John Pierce

Personal information
- Born: 1972 (age 53–54) Nashville, Tennessee, U.S.
- Listed height: 6 ft 6 in (1.98 m)
- Listed weight: 209 lb (95 kg)

Career information
- High school: Franklin Road Academy (Nashville, Tennessee)
- College: Lipscomb (1990–1994)
- NBA draft: 1994: undrafted
- Position: Center

Career history
- 1995: Stirling Senators
- 1997–1999: Toyotsu Fighting Eagles Nagoya

Career highlights
- SBL MVP (1995); 2× NAIA National Player of the Year (1993, 1994); 4× NAIA All-American (1991–1994); No. 50 retired by Lipscomb Bisons;

= John Pierce (basketball) =

American basketball player

John Daniel Pierce Jr. (born 1972) is an American former basketball center. He is the all-time/all-division/all-gender scoring leader in college basketball history with 4,230 points. He played college basketball at Lipscomb University.

==Early years==
Pierce attended Franklin Road Academy. As a senior, he averaged 25.8 points and almost 10 rebounds per game, while receiving All-state and The Tennessean Metro Class A Player of the Year honors.

==College career==
He accepted a basketball scholarship from NAIA Lipscomb University, to play under head coach Don Meyer.

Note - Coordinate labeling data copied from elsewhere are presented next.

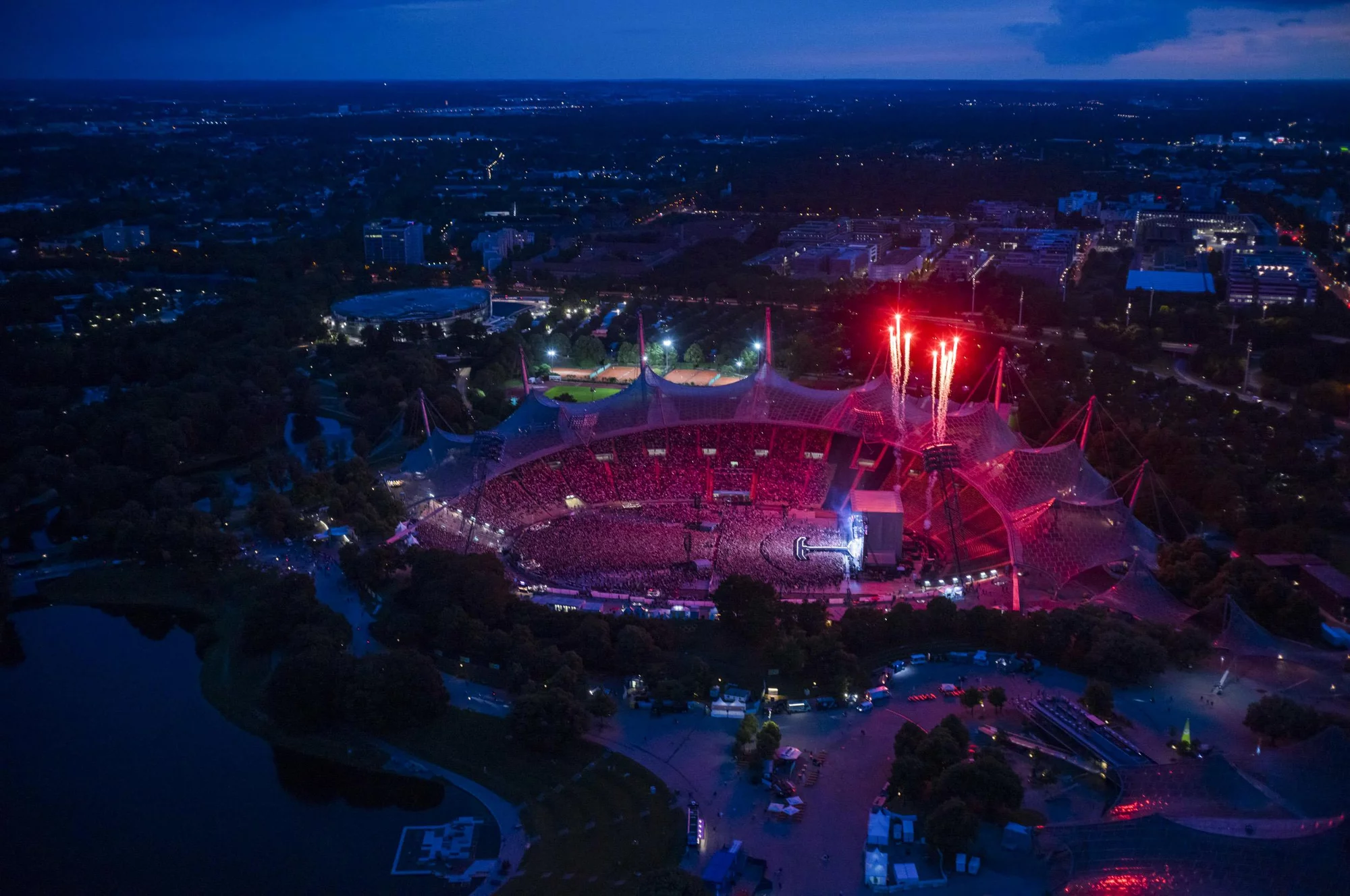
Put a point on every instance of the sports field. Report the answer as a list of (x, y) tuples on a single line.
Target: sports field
[(581, 393)]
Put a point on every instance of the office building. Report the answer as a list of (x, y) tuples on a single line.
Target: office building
[(121, 238), (1270, 276), (813, 233), (962, 262), (898, 265), (497, 246), (1082, 202), (395, 242)]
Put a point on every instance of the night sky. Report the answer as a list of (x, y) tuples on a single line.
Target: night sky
[(430, 40)]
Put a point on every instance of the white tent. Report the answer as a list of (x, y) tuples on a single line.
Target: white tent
[(874, 868), (880, 829)]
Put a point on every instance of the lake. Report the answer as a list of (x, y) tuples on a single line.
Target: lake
[(117, 777)]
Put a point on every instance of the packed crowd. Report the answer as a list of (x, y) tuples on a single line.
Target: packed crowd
[(759, 543), (618, 550), (769, 464)]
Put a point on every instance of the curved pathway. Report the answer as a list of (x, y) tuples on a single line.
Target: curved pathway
[(514, 841)]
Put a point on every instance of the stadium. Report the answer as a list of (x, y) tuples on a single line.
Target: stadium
[(665, 489), (433, 306)]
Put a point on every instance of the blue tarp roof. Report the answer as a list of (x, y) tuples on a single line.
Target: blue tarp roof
[(719, 868), (1171, 281)]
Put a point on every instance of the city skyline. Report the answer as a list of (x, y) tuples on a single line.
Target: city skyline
[(465, 40)]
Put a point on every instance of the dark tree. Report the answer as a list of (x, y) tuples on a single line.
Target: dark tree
[(951, 827), (956, 728), (747, 607), (670, 882), (549, 721), (302, 694), (939, 751), (634, 650), (909, 778), (988, 785), (601, 705), (1280, 719), (909, 739), (769, 740), (392, 692), (971, 700), (287, 615)]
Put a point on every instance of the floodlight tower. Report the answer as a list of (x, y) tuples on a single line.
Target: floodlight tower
[(488, 447)]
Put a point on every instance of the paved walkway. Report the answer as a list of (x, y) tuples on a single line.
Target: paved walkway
[(514, 840)]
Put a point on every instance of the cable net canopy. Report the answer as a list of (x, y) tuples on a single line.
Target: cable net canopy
[(1155, 855), (1027, 477), (978, 432), (1245, 636), (1066, 539), (1140, 594), (1046, 508)]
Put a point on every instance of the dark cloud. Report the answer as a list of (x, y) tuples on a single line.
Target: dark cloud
[(1097, 32)]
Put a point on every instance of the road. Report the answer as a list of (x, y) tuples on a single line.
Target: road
[(1179, 370), (1329, 283)]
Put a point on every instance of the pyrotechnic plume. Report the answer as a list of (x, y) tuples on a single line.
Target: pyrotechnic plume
[(905, 376), (900, 370), (934, 396), (946, 368)]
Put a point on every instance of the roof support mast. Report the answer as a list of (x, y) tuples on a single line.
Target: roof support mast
[(1139, 482), (422, 403), (769, 339), (998, 379), (642, 345)]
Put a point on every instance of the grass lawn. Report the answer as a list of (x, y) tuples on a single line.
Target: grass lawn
[(583, 393)]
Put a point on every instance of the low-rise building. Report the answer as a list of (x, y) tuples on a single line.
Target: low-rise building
[(961, 262), (121, 238), (1270, 276), (898, 265), (394, 242), (1083, 202)]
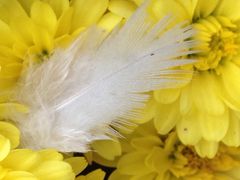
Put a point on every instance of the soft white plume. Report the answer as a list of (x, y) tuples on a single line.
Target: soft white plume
[(98, 81)]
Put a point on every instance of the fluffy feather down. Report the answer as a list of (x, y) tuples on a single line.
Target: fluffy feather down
[(98, 81)]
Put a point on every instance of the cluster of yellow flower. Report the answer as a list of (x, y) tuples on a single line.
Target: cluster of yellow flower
[(189, 132)]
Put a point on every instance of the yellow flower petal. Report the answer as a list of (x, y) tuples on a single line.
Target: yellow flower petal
[(11, 70), (133, 163), (108, 149), (50, 154), (6, 34), (213, 128), (188, 129), (21, 159), (138, 2), (43, 41), (10, 132), (59, 6), (64, 23), (204, 94), (158, 160), (118, 176), (204, 9), (146, 143), (166, 117), (229, 8), (78, 164), (232, 137), (166, 96), (52, 170), (186, 100), (87, 12), (26, 4), (161, 8), (230, 84), (206, 148), (11, 10), (4, 147), (19, 175), (96, 174), (43, 15), (109, 21), (122, 8)]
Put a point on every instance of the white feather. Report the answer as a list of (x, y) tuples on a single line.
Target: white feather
[(99, 81)]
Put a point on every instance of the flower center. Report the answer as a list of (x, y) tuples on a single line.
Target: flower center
[(218, 41), (194, 161)]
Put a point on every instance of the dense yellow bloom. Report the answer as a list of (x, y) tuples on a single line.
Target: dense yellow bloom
[(206, 110), (28, 164), (32, 29), (150, 156)]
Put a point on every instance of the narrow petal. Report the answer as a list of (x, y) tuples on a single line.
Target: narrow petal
[(21, 159), (188, 129), (78, 164), (87, 12), (43, 15), (122, 8), (204, 9), (166, 117), (4, 147), (109, 21), (206, 148), (10, 132), (52, 170), (146, 143), (50, 154), (19, 175), (205, 94), (59, 6), (229, 8), (166, 96), (133, 164), (213, 128), (232, 137), (230, 84), (96, 174)]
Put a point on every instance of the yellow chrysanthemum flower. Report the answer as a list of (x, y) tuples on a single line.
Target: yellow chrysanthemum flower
[(206, 110), (34, 28), (79, 164), (150, 156), (27, 164)]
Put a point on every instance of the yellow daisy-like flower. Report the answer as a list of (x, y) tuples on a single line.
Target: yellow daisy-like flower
[(34, 28), (27, 164), (206, 110), (79, 164), (150, 156)]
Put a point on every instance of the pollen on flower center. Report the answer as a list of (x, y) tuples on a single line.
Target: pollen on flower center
[(194, 161), (218, 41)]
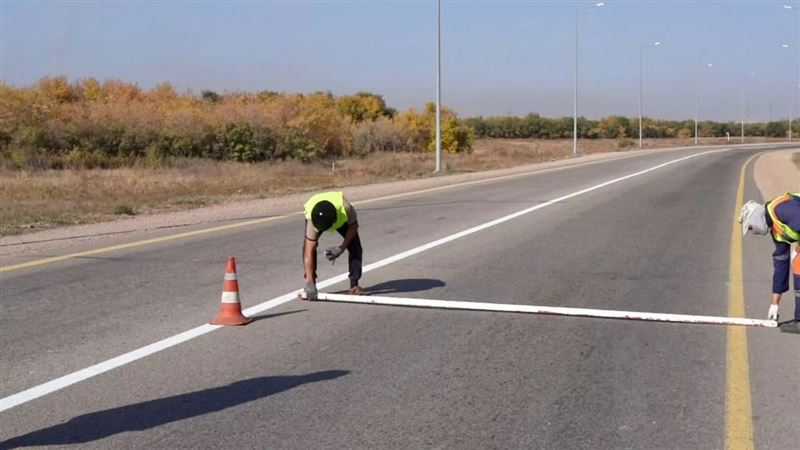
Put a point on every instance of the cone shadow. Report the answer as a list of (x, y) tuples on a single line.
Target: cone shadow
[(153, 413)]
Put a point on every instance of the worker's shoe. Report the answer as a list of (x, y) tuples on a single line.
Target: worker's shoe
[(356, 290)]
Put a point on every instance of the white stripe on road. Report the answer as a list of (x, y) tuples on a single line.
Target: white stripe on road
[(549, 310), (97, 369)]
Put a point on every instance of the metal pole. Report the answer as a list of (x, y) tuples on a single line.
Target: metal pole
[(575, 96), (641, 91), (695, 111), (742, 105), (797, 78), (438, 85)]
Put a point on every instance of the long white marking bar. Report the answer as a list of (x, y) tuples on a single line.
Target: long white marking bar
[(551, 310), (92, 371)]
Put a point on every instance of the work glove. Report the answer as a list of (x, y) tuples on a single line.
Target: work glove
[(311, 291), (333, 253), (773, 312)]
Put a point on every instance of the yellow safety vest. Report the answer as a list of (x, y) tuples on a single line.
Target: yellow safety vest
[(780, 231), (337, 199)]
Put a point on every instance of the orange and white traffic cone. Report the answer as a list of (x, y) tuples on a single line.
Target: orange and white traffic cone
[(230, 310)]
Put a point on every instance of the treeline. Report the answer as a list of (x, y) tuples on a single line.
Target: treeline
[(88, 123), (55, 123), (534, 126)]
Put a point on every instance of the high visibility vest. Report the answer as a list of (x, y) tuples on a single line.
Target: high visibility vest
[(337, 199), (780, 231)]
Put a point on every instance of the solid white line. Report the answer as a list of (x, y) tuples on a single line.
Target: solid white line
[(97, 369), (549, 310)]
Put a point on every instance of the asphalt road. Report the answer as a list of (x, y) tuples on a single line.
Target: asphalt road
[(323, 375)]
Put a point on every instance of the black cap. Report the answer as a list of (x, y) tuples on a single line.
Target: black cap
[(323, 215)]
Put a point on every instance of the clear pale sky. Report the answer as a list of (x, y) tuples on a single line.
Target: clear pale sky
[(498, 57)]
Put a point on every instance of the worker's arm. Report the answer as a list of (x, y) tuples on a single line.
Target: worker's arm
[(309, 251)]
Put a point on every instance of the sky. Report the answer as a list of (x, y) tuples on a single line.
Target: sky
[(498, 57)]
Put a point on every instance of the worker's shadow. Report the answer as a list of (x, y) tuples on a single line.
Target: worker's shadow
[(399, 286), (153, 413)]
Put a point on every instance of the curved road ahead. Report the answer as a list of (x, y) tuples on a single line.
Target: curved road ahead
[(314, 375)]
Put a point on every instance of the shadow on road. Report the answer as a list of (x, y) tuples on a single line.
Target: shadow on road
[(270, 316), (153, 413)]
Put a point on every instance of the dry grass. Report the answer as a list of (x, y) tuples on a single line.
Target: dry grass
[(36, 200)]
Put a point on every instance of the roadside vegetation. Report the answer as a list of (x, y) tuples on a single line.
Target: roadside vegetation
[(89, 151)]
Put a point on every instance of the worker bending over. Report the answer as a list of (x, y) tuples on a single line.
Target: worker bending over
[(780, 217), (331, 211)]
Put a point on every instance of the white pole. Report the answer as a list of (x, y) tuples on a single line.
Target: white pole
[(641, 85), (641, 92), (575, 95), (575, 91), (438, 85), (696, 101), (549, 310), (741, 97), (695, 110)]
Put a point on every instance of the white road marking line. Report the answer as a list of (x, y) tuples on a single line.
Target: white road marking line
[(548, 310), (97, 369)]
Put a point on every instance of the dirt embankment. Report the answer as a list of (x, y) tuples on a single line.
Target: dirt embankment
[(777, 172)]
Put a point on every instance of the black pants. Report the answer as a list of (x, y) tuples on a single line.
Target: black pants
[(354, 255)]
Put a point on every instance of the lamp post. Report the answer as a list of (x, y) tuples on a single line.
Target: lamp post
[(575, 96), (641, 84), (696, 95), (792, 8), (438, 85), (741, 97)]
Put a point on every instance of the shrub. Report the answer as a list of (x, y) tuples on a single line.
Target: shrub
[(380, 136), (244, 143)]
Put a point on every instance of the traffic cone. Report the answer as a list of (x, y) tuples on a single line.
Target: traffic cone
[(230, 310)]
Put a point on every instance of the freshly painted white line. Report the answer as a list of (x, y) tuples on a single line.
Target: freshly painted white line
[(97, 369), (549, 310)]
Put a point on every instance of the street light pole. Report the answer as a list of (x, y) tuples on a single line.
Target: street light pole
[(696, 95), (575, 92), (741, 98), (641, 85), (438, 85), (796, 83)]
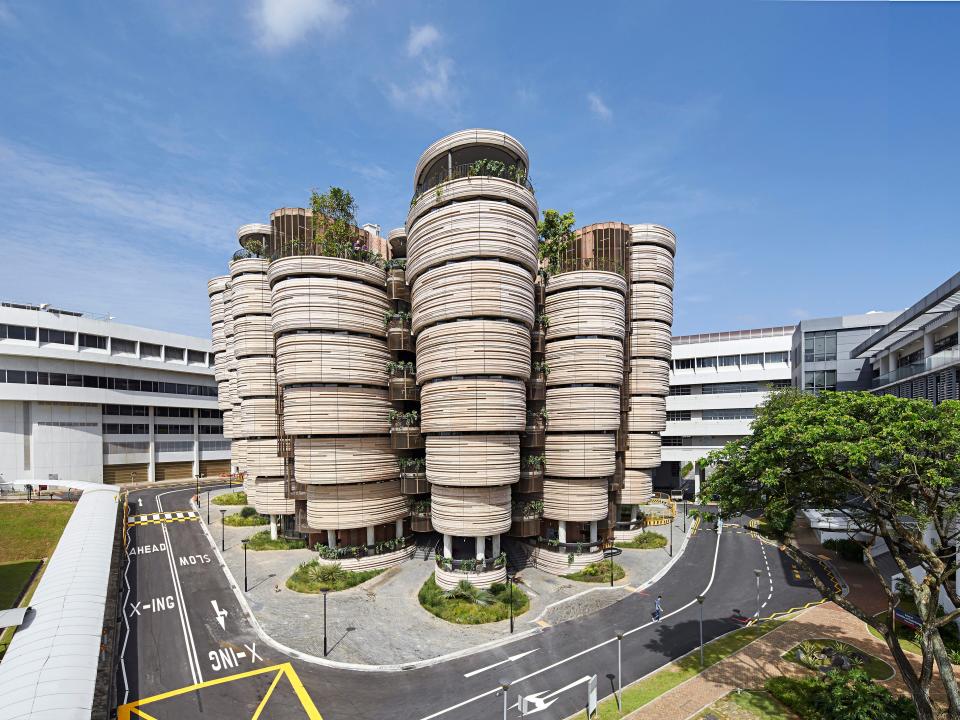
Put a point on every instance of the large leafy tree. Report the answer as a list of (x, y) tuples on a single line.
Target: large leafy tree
[(892, 467)]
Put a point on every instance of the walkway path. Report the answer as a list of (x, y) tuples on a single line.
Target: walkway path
[(382, 622), (761, 660)]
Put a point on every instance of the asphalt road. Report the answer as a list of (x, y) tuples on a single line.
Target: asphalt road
[(190, 651)]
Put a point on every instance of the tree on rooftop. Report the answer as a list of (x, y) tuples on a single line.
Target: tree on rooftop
[(889, 465)]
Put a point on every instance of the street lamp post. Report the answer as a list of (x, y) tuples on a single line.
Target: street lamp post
[(324, 592), (757, 573), (223, 541), (619, 673), (700, 599), (244, 541)]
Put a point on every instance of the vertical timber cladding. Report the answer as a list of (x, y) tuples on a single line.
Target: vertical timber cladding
[(586, 303), (327, 317), (652, 250), (471, 263)]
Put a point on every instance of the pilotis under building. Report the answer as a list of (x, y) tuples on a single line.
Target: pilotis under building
[(465, 386)]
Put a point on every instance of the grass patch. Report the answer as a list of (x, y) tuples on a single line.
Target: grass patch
[(237, 498), (875, 668), (643, 691), (13, 578), (262, 541), (469, 606), (598, 572), (757, 704), (312, 577), (31, 530), (646, 540)]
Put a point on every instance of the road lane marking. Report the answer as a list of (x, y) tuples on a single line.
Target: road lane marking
[(576, 655), (512, 658), (130, 710)]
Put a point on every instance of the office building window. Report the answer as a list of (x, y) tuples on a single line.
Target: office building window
[(149, 350), (729, 414), (17, 332), (93, 341), (820, 380), (820, 346), (56, 337)]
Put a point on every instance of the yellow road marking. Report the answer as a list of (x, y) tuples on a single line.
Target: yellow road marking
[(126, 712), (266, 697)]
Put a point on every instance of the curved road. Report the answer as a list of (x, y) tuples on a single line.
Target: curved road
[(184, 656)]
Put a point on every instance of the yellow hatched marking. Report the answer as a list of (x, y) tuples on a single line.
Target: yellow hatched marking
[(266, 697), (128, 711)]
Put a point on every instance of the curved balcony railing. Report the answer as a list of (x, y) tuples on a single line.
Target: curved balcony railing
[(517, 174), (470, 565)]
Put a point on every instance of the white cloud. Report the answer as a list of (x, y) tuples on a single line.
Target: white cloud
[(282, 23), (421, 37), (598, 107)]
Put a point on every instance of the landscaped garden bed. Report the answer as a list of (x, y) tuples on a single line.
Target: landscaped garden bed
[(313, 577), (237, 498), (469, 605), (598, 572)]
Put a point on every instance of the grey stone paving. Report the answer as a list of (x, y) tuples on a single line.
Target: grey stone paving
[(382, 622)]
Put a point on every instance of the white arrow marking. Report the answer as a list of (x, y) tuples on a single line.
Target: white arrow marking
[(498, 664), (538, 701), (221, 614)]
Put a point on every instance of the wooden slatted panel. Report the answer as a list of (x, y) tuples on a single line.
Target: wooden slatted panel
[(340, 507), (473, 347), (585, 408), (475, 460), (341, 460), (577, 499), (473, 405), (335, 410), (472, 229), (470, 511), (332, 358)]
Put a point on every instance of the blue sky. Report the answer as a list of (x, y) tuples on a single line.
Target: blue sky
[(806, 154)]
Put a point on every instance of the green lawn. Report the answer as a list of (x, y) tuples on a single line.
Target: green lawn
[(29, 531), (469, 606), (598, 572), (237, 498), (13, 578), (262, 541), (312, 577), (646, 540), (876, 668), (643, 691)]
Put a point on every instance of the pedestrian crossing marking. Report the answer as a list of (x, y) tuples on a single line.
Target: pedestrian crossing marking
[(165, 517)]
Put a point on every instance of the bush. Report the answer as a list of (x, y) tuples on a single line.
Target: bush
[(237, 498), (598, 572), (467, 605), (313, 576), (646, 540), (849, 550), (840, 696)]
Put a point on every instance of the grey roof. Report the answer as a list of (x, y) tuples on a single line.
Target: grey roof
[(50, 669), (943, 299)]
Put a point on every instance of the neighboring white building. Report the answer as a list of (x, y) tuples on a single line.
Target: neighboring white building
[(87, 399), (716, 382)]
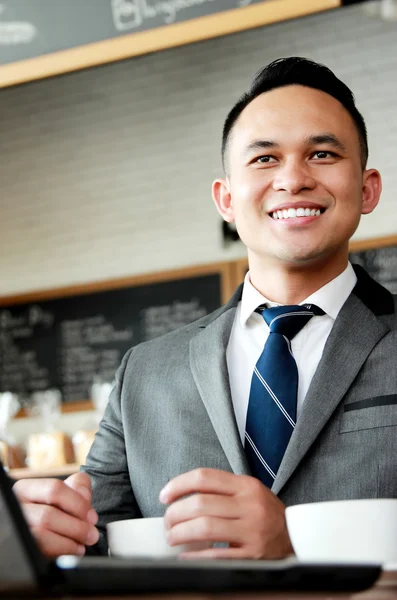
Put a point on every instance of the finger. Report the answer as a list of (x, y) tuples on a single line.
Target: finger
[(53, 492), (49, 518), (81, 483), (53, 545), (206, 529), (200, 505), (206, 481)]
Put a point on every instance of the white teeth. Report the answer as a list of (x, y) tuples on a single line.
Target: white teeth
[(292, 213)]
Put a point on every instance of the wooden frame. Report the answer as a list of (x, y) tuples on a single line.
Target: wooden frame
[(224, 269), (241, 265), (159, 38)]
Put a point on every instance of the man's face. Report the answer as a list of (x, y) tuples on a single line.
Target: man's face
[(294, 152)]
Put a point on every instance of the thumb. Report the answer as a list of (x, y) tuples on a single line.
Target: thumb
[(80, 483)]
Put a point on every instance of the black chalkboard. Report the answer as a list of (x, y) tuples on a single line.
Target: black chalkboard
[(381, 264), (31, 28), (66, 342)]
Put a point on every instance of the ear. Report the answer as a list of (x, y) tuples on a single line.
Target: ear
[(223, 199), (372, 188)]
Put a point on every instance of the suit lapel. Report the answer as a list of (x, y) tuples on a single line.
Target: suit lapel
[(209, 369), (355, 333)]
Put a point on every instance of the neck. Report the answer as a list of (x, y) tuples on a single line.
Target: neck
[(291, 284)]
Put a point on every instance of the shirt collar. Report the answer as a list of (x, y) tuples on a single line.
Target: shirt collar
[(331, 297)]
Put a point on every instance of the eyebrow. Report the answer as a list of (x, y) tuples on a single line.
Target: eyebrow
[(326, 138), (323, 138), (260, 145)]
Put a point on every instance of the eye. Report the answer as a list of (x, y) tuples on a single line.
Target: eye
[(264, 160), (323, 154)]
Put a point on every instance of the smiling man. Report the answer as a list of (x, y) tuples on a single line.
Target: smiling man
[(287, 394)]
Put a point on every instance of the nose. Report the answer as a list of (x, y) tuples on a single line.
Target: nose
[(293, 177)]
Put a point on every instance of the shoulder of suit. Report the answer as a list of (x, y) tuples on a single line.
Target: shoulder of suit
[(184, 333)]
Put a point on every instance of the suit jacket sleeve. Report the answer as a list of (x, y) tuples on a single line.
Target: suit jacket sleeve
[(106, 464)]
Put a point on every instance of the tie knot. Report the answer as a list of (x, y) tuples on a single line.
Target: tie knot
[(289, 320)]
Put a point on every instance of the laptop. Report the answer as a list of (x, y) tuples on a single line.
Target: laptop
[(24, 569)]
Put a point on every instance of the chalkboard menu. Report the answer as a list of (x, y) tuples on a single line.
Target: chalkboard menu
[(381, 264), (39, 38), (66, 343)]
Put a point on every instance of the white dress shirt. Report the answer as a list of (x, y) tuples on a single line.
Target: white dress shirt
[(250, 332)]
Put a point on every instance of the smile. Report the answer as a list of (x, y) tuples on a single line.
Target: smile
[(293, 213)]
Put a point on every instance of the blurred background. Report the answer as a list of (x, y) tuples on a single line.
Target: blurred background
[(106, 171)]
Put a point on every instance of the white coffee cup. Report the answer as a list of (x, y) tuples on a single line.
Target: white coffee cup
[(354, 531), (144, 538)]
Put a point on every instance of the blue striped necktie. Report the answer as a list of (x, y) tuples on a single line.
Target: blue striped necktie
[(271, 414)]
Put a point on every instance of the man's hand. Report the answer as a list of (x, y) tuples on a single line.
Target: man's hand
[(225, 507), (59, 513)]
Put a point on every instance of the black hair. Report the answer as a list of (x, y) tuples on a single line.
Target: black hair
[(296, 70)]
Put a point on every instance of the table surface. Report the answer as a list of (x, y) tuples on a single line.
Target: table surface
[(384, 589)]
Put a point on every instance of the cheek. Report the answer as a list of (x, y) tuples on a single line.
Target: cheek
[(248, 193)]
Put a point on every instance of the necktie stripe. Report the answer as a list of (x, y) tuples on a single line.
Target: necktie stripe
[(274, 397), (271, 413), (260, 457)]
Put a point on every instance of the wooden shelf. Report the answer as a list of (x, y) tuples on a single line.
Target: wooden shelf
[(64, 471)]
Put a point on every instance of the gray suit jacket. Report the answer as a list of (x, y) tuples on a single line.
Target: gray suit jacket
[(171, 412)]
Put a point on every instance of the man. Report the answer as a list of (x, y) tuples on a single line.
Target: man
[(180, 432)]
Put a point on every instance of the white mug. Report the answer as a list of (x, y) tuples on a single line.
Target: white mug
[(356, 531), (144, 538)]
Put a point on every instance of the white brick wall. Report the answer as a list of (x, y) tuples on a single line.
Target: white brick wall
[(107, 172)]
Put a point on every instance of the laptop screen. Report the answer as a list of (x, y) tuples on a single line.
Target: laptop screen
[(21, 564)]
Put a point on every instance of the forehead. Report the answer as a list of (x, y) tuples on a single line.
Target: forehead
[(290, 114)]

Pierce was redshirted during the 1989-90 season. As a freshman, he posted 22 points and 9 rebounds in 21 minutes during his first college game. As a sophomore, he set the school single-game record with 54 points against Arkansas Baptist College.

As a junior, he was named the NAIA Player of the Year after leading the nation in scoring with an average of 31.9 points per contest. He also set the school's single-game points record (54) against Arkansas Baptist College.

As a senior, he broke his former teammate and roommate Phil Hutcheson's career scoring record of 4,106 points, to become the all-time/all-division scoring leader in college basketball history with 4,230 points.

Pierce graduated after helping his teams compile a 129-19 record, while qualifying for the NAIA tournament all four seasons and reaching a pair of Elite Eight appearances. He scored in double figures in every game that he played, while finishing with school records in career rebounds (1,497), field goals made (1,627) and free throws made (881).

In 2003, he was inducted into the Lipscomb Athletics Hall of Fame. His jersey number 50 was retired by the school. In 2003, he was inducted into the NAIA Hall of Fame. In 2012, he was named to the NAIA 75th Anniversary All-Star Team. In 2015, he was inducted into the Tennessee Sports Hall of Fame. In 2018, he was inducted into the Small College Basketball Hall of Fame.

==Professional career==
In 1995, he signed with the Stirling Senators of the second-tier State Basketball League (SBL) in Australia, where he received the league's MVP award. In 1997, he signed with the Toyotsu Fighting Eagles Nagoya of the B.League in Japan. He also played professional basketball in France.

==Personal life==
After his basketball career was over, he was hired as an assistant basketball coach at Brentwood Academy. In 2006, he was hired as the varsity boys' basketball head coach at his alma mater Franklin Road Academy. His teams have recorded over 300 wins and qualified for the D2A Tennessee state championship on two occasions. After 16 seasons, he became head boys' basketball coach at Nashville Christian where he also teaches Bible study.